EU denies asking police to move Iran protesters in Vienna
A top EU diplomat on Tuesday denied asking Austrian police to remove Iranian opposition protesters from outside a Vienna hotel where world powers have been holding nuclear talks with Tehran since April.
"What happened was that twice some delegations in these conversations complained about the presence of some demonstrators close to the premises of the conference," said EU diplomat Enrique Mora, who is coordinating the talks between Iran, Britain, China, France, Germany and Russia.
"They complained in particular about the use by those demonstrators of loud-speakers at full power, the whole day, with the music, the slogans, whatever," he added.
"On two occasions, I reported to the Austrian authorities these complaints.
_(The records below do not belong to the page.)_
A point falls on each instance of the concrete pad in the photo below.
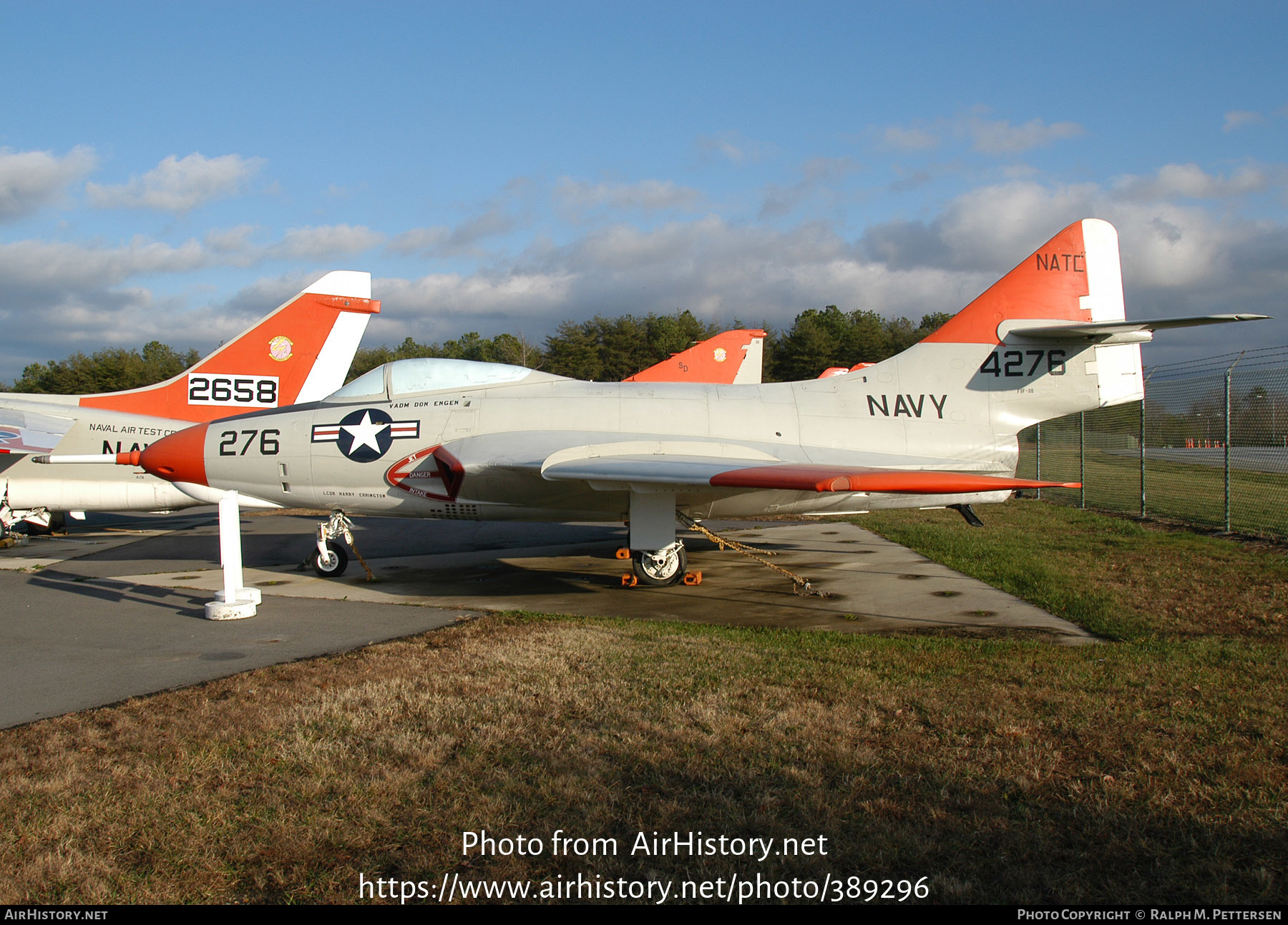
(122, 615)
(871, 585)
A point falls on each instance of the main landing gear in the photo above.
(660, 567)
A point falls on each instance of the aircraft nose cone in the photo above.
(178, 458)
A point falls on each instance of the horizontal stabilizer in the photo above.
(26, 432)
(693, 472)
(1113, 331)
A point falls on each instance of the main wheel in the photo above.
(334, 564)
(660, 567)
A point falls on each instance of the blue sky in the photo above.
(174, 170)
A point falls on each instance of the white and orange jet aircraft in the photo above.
(933, 426)
(298, 353)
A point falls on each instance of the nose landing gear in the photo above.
(328, 558)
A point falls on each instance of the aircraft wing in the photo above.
(698, 471)
(30, 432)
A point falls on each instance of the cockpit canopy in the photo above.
(431, 374)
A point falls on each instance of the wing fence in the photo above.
(1209, 447)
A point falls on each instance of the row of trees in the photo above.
(600, 349)
(111, 370)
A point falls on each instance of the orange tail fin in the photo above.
(299, 353)
(1075, 276)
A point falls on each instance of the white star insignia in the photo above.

That is exactly my duty as coordinator of the talks."
Vienna police asked the protesters to move from outside the Grand Hotel where talks resumed on Saturday.
But Mora insisted he was "not involved" in that request.
"I was never informed nor consulted on the measures (of the police), I never said what they should do. We respect the right of demonstration as a basic right of speech," the diplomat said.
The exiled opposition group, the National Council of Resistance of Iran, slammed the police action as "a violation of the freedom of expression", but said the protesters had agreed to move nonetheless.
"We have one enemy -- the Iranian regime -- and we did not attack anybody from the EU or the Austrian authorities," spokesman Ehsan Ayatollahi told AFP.
The goal of the Vienna talks is to find a way back to a nuclear accord, signed in 2015 and known as the Joint Comprehensive Plan of Action, under which Iran was offered relief from sanctions in return for guarantees that it will not seek to build an atomic weapon.
Former US president Donald Trump walked away from the JCPOA in 2018, but his successor Joe Biden wants to revive it.